The great tragedy of all this is that the “improvements” noted following electric shock convulsions are similar to, and essentially instances of, the transient state of euphoria and compliance that frequently follows severe head injury.
. . . . . . . . . . . . . . . .
“Widespread belief that electricity caused brain damage and persistent memory loss stigmatized the treatment.”
Note the word “belief” and the suggestion that these “beliefs” were unfounded. In other writings, Dr. Fink has been more direct. On October 1, 2006, for instance, he wrote an article for Psychiatric Times called The Camelford Hysteria: A Lesson for ECT? In this piece, he states clearly:
“Complaints of persistent memory loss in otherwise well-functioning individuals after recovery from a psychiatric illness through ECT are best viewed as a conversion reaction or a somatoform disorder.”

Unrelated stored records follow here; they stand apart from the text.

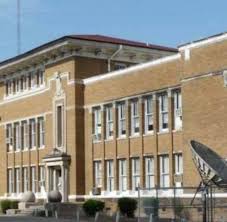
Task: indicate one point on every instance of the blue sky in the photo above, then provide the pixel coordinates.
(163, 22)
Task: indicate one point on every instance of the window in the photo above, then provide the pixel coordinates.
(149, 172)
(17, 179)
(42, 177)
(10, 181)
(41, 132)
(135, 173)
(177, 110)
(121, 120)
(97, 124)
(163, 112)
(148, 115)
(109, 175)
(17, 136)
(135, 124)
(32, 123)
(122, 175)
(178, 160)
(98, 173)
(60, 124)
(24, 135)
(164, 171)
(9, 137)
(33, 179)
(25, 179)
(109, 122)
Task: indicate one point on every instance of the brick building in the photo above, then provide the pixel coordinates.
(86, 112)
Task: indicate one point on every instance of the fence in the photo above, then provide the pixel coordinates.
(181, 204)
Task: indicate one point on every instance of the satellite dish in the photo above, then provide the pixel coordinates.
(211, 166)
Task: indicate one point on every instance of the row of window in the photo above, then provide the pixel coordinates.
(25, 134)
(148, 116)
(18, 179)
(24, 83)
(136, 172)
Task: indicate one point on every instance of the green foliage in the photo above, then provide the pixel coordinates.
(151, 206)
(127, 206)
(92, 206)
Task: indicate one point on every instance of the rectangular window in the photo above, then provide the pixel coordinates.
(98, 173)
(24, 135)
(17, 136)
(25, 179)
(163, 112)
(109, 122)
(9, 137)
(177, 110)
(148, 115)
(121, 119)
(122, 175)
(149, 172)
(135, 122)
(32, 124)
(164, 170)
(33, 179)
(42, 177)
(17, 179)
(10, 181)
(41, 132)
(109, 175)
(135, 173)
(97, 128)
(60, 125)
(178, 160)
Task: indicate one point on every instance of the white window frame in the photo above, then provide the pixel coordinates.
(122, 169)
(9, 137)
(163, 112)
(17, 136)
(149, 173)
(135, 172)
(148, 115)
(10, 180)
(177, 97)
(135, 118)
(25, 179)
(24, 135)
(33, 179)
(164, 171)
(97, 128)
(17, 180)
(121, 109)
(110, 175)
(32, 126)
(109, 122)
(41, 132)
(98, 173)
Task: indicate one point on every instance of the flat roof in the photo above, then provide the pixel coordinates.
(94, 38)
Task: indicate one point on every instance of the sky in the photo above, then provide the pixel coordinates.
(162, 22)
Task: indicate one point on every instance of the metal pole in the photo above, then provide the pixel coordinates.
(138, 218)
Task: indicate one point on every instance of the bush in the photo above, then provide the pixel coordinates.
(92, 206)
(127, 206)
(5, 205)
(151, 206)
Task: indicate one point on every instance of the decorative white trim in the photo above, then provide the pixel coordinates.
(131, 70)
(207, 41)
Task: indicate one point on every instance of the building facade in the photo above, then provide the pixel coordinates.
(85, 112)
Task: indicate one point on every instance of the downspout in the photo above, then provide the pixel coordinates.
(111, 57)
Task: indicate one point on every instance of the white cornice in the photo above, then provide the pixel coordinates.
(131, 70)
(207, 41)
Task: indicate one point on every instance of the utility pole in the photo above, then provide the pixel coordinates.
(18, 28)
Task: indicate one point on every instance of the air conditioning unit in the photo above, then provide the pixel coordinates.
(178, 112)
(96, 191)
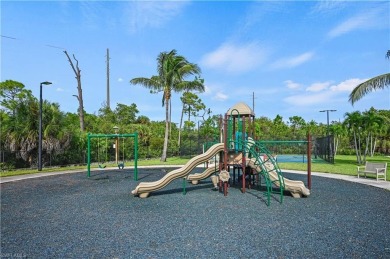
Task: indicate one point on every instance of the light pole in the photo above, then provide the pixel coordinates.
(327, 132)
(40, 126)
(116, 128)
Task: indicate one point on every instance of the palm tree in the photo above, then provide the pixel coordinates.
(172, 69)
(378, 82)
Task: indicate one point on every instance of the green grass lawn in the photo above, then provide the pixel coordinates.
(345, 165)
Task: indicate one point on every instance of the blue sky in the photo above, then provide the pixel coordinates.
(297, 57)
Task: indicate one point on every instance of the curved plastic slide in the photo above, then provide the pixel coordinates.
(145, 188)
(195, 178)
(296, 188)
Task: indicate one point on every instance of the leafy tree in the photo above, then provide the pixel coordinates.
(297, 123)
(126, 114)
(172, 69)
(375, 83)
(192, 104)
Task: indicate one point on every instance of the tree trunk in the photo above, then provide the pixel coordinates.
(180, 126)
(356, 148)
(373, 148)
(165, 148)
(77, 73)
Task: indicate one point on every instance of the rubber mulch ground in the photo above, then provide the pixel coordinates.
(71, 216)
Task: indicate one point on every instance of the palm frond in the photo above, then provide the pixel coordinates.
(378, 82)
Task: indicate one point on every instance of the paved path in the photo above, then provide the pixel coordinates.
(366, 181)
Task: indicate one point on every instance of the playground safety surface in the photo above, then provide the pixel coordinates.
(72, 216)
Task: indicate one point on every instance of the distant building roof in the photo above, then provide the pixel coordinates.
(242, 108)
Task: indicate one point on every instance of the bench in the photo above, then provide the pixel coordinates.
(378, 169)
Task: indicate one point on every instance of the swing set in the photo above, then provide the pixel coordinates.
(121, 164)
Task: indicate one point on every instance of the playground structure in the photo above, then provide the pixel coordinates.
(120, 164)
(239, 150)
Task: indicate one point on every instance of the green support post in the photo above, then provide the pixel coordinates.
(136, 156)
(184, 185)
(89, 155)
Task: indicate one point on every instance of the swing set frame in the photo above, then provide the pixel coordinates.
(113, 136)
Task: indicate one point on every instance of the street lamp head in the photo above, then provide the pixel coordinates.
(116, 128)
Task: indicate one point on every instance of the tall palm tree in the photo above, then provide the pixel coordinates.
(375, 83)
(172, 69)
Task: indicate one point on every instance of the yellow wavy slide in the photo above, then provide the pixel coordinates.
(145, 188)
(296, 188)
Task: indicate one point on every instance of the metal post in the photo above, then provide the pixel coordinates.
(327, 133)
(309, 160)
(40, 130)
(40, 126)
(89, 155)
(135, 156)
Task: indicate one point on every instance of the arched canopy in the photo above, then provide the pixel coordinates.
(242, 108)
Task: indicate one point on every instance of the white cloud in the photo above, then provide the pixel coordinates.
(309, 99)
(292, 85)
(347, 85)
(368, 19)
(234, 58)
(293, 61)
(316, 87)
(328, 6)
(152, 14)
(220, 96)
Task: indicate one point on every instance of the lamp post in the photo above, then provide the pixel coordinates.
(327, 131)
(40, 125)
(116, 128)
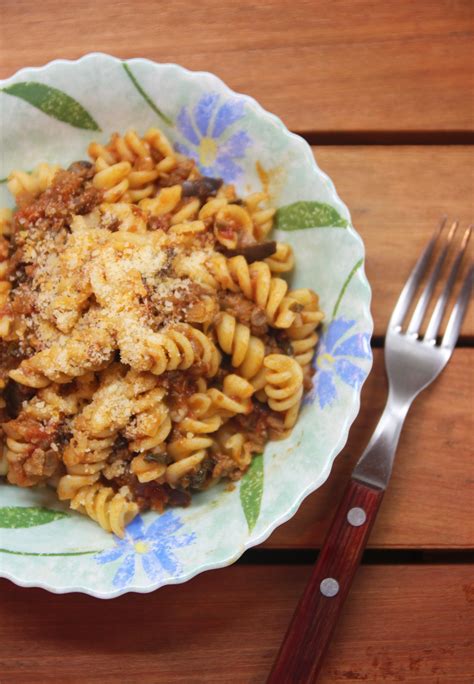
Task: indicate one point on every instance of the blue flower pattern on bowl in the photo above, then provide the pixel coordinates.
(333, 360)
(153, 546)
(209, 138)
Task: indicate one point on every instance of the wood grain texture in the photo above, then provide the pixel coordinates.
(429, 500)
(396, 196)
(303, 650)
(325, 65)
(408, 623)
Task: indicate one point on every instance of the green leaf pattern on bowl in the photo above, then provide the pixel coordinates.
(58, 553)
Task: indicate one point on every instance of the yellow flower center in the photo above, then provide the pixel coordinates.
(207, 151)
(325, 360)
(142, 547)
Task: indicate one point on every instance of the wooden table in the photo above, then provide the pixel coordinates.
(383, 90)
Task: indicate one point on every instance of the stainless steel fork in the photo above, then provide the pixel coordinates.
(412, 362)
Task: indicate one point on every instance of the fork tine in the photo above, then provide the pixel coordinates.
(437, 315)
(404, 300)
(455, 320)
(422, 304)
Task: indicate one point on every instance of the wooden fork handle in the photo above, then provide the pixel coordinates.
(304, 646)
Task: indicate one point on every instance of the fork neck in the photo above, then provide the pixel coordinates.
(375, 465)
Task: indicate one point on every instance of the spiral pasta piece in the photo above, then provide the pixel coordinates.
(180, 348)
(234, 397)
(120, 292)
(111, 510)
(3, 461)
(128, 167)
(6, 317)
(152, 423)
(6, 221)
(262, 218)
(63, 362)
(255, 281)
(246, 350)
(283, 260)
(302, 332)
(28, 451)
(284, 386)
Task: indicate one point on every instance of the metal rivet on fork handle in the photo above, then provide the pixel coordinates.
(329, 587)
(356, 516)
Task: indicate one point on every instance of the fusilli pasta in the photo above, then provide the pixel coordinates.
(150, 345)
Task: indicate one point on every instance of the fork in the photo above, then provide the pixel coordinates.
(412, 363)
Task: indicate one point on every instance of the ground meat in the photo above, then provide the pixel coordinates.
(245, 311)
(257, 423)
(151, 495)
(252, 253)
(180, 300)
(15, 394)
(202, 187)
(38, 461)
(180, 385)
(85, 169)
(162, 222)
(71, 193)
(308, 374)
(277, 342)
(179, 174)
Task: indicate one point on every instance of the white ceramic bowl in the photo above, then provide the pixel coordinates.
(51, 114)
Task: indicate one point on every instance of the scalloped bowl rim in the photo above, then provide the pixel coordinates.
(355, 402)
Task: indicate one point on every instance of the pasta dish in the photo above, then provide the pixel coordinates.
(149, 343)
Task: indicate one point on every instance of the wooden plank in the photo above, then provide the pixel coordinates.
(429, 502)
(322, 66)
(404, 623)
(396, 196)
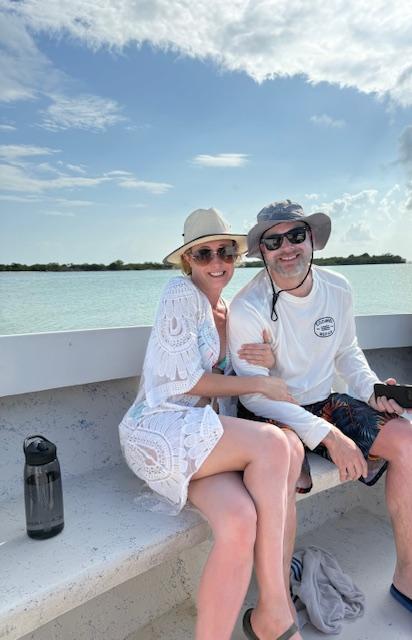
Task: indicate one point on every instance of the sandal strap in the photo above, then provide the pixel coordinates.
(289, 632)
(247, 628)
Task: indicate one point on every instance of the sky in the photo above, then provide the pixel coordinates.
(119, 119)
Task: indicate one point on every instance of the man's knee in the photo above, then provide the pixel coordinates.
(394, 443)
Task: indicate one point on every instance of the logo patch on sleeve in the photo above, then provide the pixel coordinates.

In other words, if my readers will pardon the expression, the memory loss is all in their heads! Psychiatry is a great disrespecter of people, but this statement of Dr. Fink’s must surely take the proverbial biscuit.
Back to the Celebrating 80 Years article.
“For more than half a century, our research interest focused on minimizing electricity’s hazards. Electrode placement, electricity form and energy dosing were repeatedly tested, but no modification was without complaint.”
This strikes me as an interesting way to spend 50 years, if in fact the hazards were nothing more than the manifestations of victims’ neurotic imaginations.
. . . . . . . . . . . . . . . .
“Meduna’s hypothesis that seizures, not the method of induction, were the basis for remission was repeatedly verified”
“An alternative to electricity using the inhalant anesthetic flurothyl is of renewed interest.”
And finally:
“Ladislas Meduna’s demonstration that induced seizures alleviated severe psychiatric disorders was a remarkable medical advance that developed despite universal fears of epilepsy and of electricity. Although little heralded, the remissions of the illnesses of many hundreds of thousands of the severely ill justify the celebration of this remarkable discovery.”
In fact, however, electric shock “treatment” is no more effective than sham ECT, in which the client is prepared and anaesthetized, but not actually shocked (Bracken et al, 2012)
When one considers the pains to which real doctors go to protect their patients from seizures, I suggest that the deliberate induction of grand mal seizures, often involuntarily, constitutes neither “a remarkable discovery” nor a “remarkable medical advance,” but rather aggravated assault by a person in a position of trust.
In September 2005, Dr. Fink was interviewed by Arline Kaplan Long, and the interview was written up in Psychiatric Times. Here’s a quote from the article:
“Asked what he wants psychiatrists and others to understand about ECT, Fink responded, ‘Over the 70-plus years that ECT has been around, we have learned to appreciate that something magical happens in the body when we produce an epileptic fit.'”
And here, dear readers, I have to confess that words fail me!